If an important manuscript was written in 1949 and not published until 1979, I'd count that as "unpublished" for my purposes here.

Kevin:

Thanks for the info. I guess you did a better search than I did. 418 citations sounds very influential! I still wouldn't put it in my "greatest works" category because it's expository and has no research content. Again, this is not meant as a disparagement but rather as a clarification of what I'm looking for.

It was actually

Steiger and Lind, 1980 handout with notes and even though they introduced RMSEA as gof it was Browne and Cudeck who called it that way, according to the handout. I was thinking from the top of my head.
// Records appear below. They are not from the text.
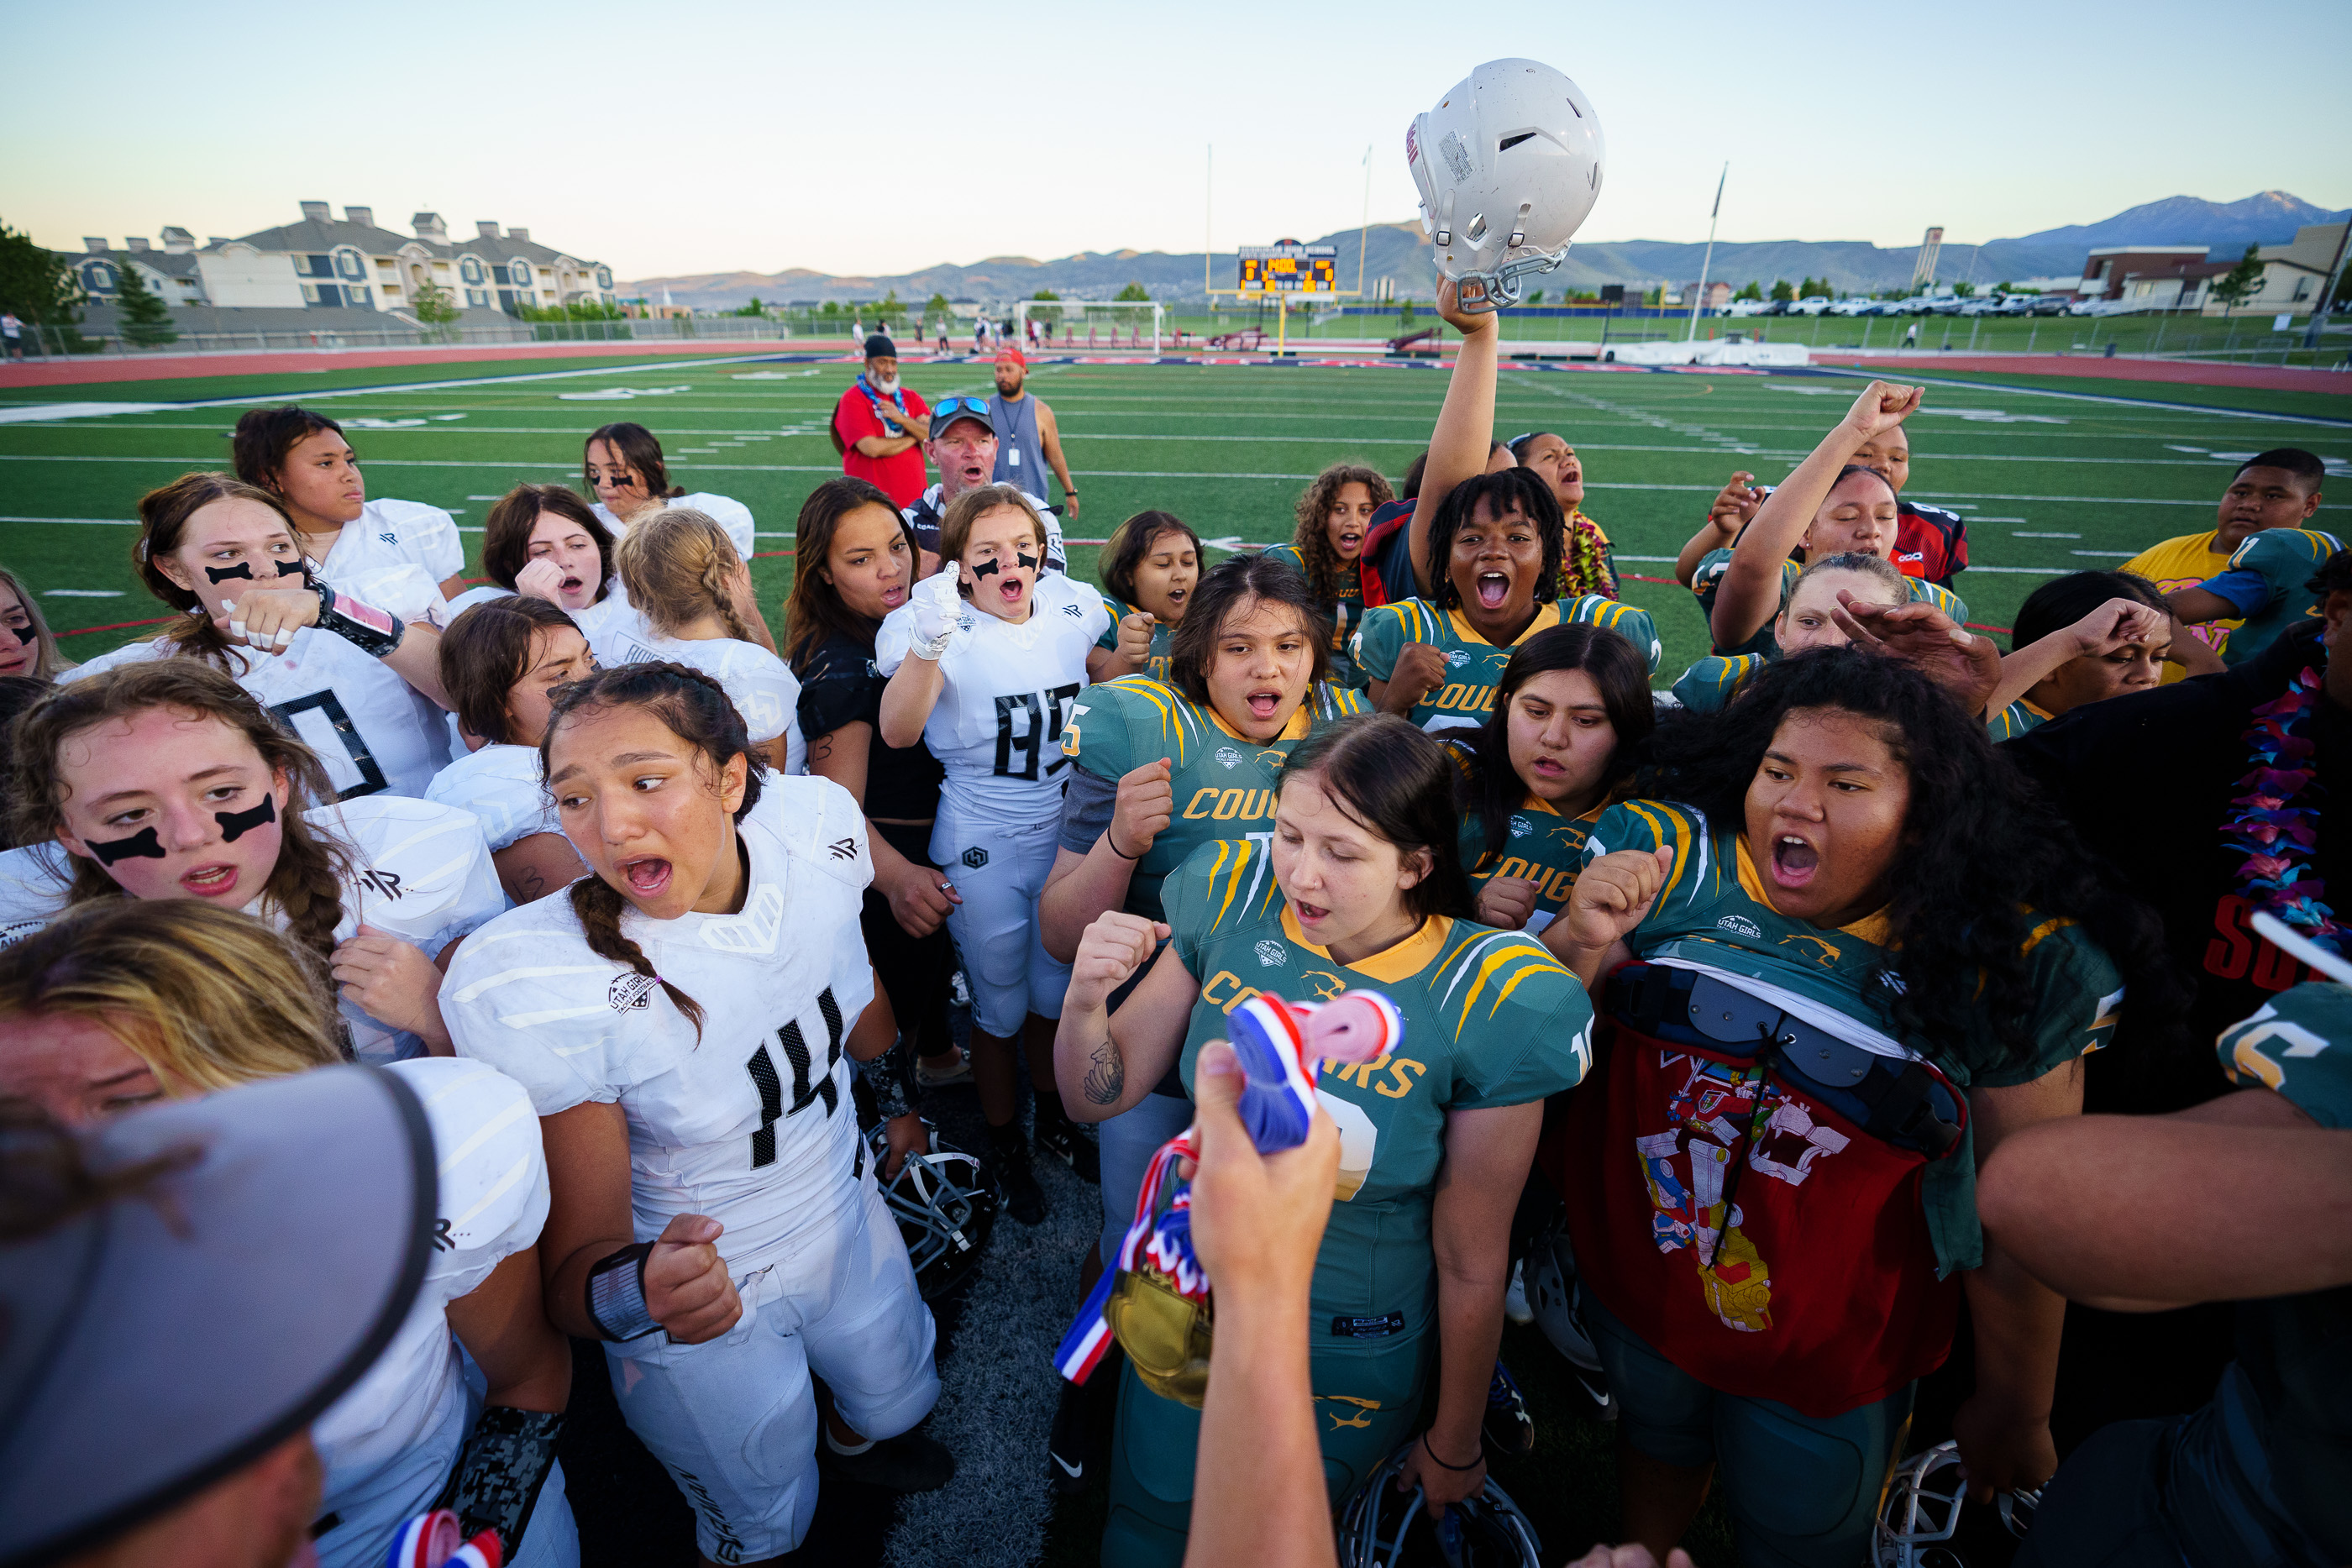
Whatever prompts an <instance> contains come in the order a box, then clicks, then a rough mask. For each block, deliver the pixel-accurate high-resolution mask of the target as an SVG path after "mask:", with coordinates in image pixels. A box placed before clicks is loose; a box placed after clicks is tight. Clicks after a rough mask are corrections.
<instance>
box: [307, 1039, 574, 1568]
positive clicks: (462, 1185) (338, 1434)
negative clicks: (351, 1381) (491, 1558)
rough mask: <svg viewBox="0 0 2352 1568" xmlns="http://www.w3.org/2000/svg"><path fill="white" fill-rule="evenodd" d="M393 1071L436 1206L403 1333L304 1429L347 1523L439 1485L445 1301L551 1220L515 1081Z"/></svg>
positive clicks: (450, 1412) (452, 1464) (402, 1331)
Sorry for the wild goose chase.

Addendum: A Google Scholar search says Steiger and Lind conference presentation has been cited 789 times.

How about

Neal, R. M. (1993) Probabilistic Inference Using Markov Chain Monte Carlo Methods, Technical Report CRG-TR-93-1, Dept. of Computer Science, University of Toronto

Google says 848 citations, Citeseer says 372.

Bob: Isn't that Radford's Ph.D. thesis, which was published that year as a Springer softcover?

according to radford neal's website, this is his ph.d. thesis.

Neal, R. M. (1994) Bayesian Learning for Neural Networks, Ph.D. Thesis, Dept. of Computer Science, University of Toronto

from the table of contents, the thesis and technical report both talk about hybrid monte carlo. but neural networks do not seem to come up in the tech report?

my knowledge is pretty limited though so i cannot judge the overlap, if any, between the two.

Max-Stable Processes and Spatial Extremes by R.L. Smith (1990). Unpublished.